This video says about itself:
25 December 2013
NSA whistleblower Edward Snowden has delivered his ‘Alternative Christmas Message’ via a British TV channel. The whistleblower called for an end to mass spying by governments, stating that a child born today will have “no conception of privacy.” Read more here.
Translated from NOS TV in the Netherlands:
New ‘snooping law’: Anyone can be hacked
The Dutch secret services will be able to hack also innocent civilians with a new law, if they can reach their targets in this way. This is clear from the text of the new Law on Intelligence and Security. The Volkskrant daily has found the not yet disclosed legal text and has shared it with the NOS. …
Interestingly, the government had asked the Privacy and Identity Lab, a collaboration of two universities and TNO, for research into the new law, but it has ignored their advice on that issue. The P. I. Lab writes that hacking “citizens who are not suspects of any crime” goes too far.

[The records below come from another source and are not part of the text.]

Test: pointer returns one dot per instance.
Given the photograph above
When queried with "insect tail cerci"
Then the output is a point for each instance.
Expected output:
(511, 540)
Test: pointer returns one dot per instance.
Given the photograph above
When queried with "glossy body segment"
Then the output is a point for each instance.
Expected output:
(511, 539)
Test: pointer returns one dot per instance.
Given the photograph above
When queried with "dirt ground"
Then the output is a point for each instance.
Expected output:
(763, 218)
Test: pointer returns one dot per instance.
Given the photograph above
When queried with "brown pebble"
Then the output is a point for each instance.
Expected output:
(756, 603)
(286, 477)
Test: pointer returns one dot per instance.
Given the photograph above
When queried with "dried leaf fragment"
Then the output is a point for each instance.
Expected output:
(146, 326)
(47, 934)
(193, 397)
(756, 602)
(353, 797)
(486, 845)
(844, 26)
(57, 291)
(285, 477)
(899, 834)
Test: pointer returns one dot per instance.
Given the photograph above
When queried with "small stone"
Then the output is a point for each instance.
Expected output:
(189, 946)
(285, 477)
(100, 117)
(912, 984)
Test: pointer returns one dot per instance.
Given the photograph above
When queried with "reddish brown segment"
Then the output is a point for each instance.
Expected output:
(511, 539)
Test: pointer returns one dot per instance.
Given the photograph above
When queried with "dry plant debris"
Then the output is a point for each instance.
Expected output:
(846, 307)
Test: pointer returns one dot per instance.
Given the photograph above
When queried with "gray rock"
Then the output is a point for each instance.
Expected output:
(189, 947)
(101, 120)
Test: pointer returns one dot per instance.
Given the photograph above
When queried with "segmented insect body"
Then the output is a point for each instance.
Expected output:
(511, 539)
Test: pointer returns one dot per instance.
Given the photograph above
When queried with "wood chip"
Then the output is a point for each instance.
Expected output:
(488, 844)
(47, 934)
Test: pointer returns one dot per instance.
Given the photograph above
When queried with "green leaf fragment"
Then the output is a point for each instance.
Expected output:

The study talks about “unacceptable privacy risks.”
Although the government acknowledges that these are powers violating civil rights, they still go ahead with their plans. ….
Civil rights organization Bits of Freedom, which has analyzed the law, does not like it. “Someone has not done anything, but suddenly the secret services do invade his device,” said Ton Siedsma of that organization. It can involve smartphones, tablets or laptops, but also new types of smart devices such as watches, refrigerators and cars.

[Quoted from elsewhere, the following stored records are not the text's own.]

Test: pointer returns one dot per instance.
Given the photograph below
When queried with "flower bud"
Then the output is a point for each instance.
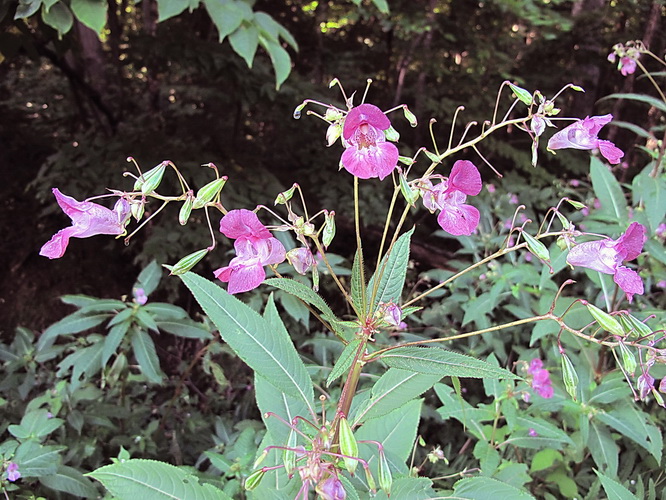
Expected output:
(348, 445)
(253, 480)
(385, 477)
(185, 210)
(411, 117)
(285, 196)
(605, 320)
(570, 376)
(628, 359)
(392, 134)
(150, 181)
(333, 133)
(188, 262)
(207, 193)
(329, 228)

Also the power of large-scale surveillance remains in the new law largely unchanged in spite of criticism by Amnesty International, the Board for the Protection of Human Rights and businesses. Two weeks ago, the government still said it would satisfy the concerns. ….

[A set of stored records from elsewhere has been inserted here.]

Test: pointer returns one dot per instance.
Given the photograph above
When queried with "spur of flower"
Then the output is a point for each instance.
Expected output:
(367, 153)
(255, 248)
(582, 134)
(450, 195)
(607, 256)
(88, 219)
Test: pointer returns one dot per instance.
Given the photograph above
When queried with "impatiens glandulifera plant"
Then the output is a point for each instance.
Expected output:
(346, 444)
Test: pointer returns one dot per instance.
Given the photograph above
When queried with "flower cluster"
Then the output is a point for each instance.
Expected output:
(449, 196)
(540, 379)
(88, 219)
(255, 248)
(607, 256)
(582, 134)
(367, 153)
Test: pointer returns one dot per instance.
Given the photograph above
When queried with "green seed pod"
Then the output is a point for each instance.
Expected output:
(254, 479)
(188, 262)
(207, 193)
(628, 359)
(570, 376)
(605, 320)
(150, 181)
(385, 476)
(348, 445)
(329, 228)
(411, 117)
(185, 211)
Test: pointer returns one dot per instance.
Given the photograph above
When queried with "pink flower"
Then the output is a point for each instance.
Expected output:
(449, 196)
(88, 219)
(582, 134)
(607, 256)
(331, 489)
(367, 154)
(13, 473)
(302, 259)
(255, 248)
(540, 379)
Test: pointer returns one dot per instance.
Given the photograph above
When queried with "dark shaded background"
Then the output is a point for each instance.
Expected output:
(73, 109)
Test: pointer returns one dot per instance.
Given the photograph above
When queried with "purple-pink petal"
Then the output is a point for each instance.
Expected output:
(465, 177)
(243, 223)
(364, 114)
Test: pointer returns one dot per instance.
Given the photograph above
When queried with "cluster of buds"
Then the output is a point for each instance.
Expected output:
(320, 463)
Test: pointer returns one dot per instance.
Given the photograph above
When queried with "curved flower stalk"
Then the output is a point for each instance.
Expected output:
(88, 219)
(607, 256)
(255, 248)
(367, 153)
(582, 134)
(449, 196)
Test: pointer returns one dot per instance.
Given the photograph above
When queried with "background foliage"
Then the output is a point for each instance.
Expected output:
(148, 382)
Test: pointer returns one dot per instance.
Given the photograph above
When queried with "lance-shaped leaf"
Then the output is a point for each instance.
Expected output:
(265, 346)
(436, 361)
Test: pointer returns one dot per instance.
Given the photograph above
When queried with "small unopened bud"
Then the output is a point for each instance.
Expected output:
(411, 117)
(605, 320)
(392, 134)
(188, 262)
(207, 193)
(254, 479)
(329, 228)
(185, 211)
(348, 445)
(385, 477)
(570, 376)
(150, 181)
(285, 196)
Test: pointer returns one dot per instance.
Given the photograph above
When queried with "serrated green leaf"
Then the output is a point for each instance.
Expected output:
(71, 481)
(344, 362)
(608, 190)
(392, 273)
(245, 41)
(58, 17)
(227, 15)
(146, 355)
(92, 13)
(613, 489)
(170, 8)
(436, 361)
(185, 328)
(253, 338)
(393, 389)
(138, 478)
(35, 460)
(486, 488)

It is clear from the explanation of the new law that the coming years there will come a snooping network with four major locations. The government will pay the cost of this mass surveillance, 15 million next year to 35 million in 2019. …
The government, of course, will pay these new costs of spying with taxpayers’ money. Meaning the overwhelmingly non-criminal taxpayers will pay to destroy their own privacy. Dutch taxpayers, of course, do not include the millionaires and billionaires whose money is in offshore tax havens with a little help of the Panama Papers‘ Mossack Fonseca or similar tax dodging enablers.
The Dutch secret services with this law will be able to cooperate better with other secret services, says the government.
Critics fear effects on privacy. Thus, opposition party D66 is afraid of a dragnet. Telecom companies also reacted critically, as do business organisations SME Netherlands and VNO-NCW.